Inspect first counterfactual

In [None]:
X_cf[0, :]

Compute and inspect changes delta

In [None]:
Delta_cf = cf_baseline.compute_delta_cf_batch(X_orig=X_test_neg,
                                              y_target=np.array([1] * X_test_neg.shape[0]))

In [None]:
Delta_cf[0, :]

In [None]:
np.round(Delta_cf[0, :], 1)

Visualize the counterfactual

In [None]:
plot_barplot(Delta_cf[0, :], feature_names)

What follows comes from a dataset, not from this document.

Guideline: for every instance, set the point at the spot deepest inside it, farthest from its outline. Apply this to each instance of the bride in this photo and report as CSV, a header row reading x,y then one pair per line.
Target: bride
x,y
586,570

## DiCE: Diverse Counterfactual Explanations

#### Pre-requisits

1. Predictive model (e.g. classifier)
2. (Training) data set (as a pandas [DataFrame](https://pandas.pydata.org/docs/reference/api/pandas.DataFrame.html))
3. Query sample(s) -- i.e. sample(s) for which we want to generate a CF

#### How to use DiCE

1. Wrap (training) data set as a [dice_ml.Data](https://interpret.ml/DiCE/dice_ml.html#dice_ml.data.Data) instance
2. Wrap predictive model as a [dice_ml.Model](https://interpret.ml/DiCE/dice_ml.html#dice_ml.model.Model) instance
3. Wrap query samples as a pandas [DataFrame](https://pandas.pydata.org/docs/reference/api/pandas.DataFrame.html)
4. Compute CFs by using creating a [dice_ml.Dice](https://interpret.ml/DiCE/dice_ml.html#dice_ml.dice.Dice) instance and calling the [generate_counterfactuals()](https://interpret.ml/DiCE/dice_ml.explainer_interfaces.html#dice_ml.explainer_interfaces.explainer_base.ExplainerBase.generate_counterfactuals) function

#### 1. Wrap (training) data set as a [dice_ml.Data](https://interpret.ml/DiCE/dice_ml.html#dice_ml.data.Data) instance

In [None]:
X_df = pd.DataFrame(X_train, columns=feature_names)
y_df = pd.DataFrame(y_train_pred, columns=["y"]).astype(np.int32)  # Alternative, use only correctly classified samples!
data_df = pd.concat([X_df, y_df], axis=1)

data = dice_ml.Data(dataframe=data_df,
                    continuous_features=feature_names,  # All feature are continous!
                    outcome_name='y')

#### 2. Wrap predictive model as a [dice_ml.Model](https://interpret.ml/DiCE/dice_ml.html#dice_ml.model.Model) instance

In [None]:
model = dice_ml.Model(model=clf, backend='sklearn')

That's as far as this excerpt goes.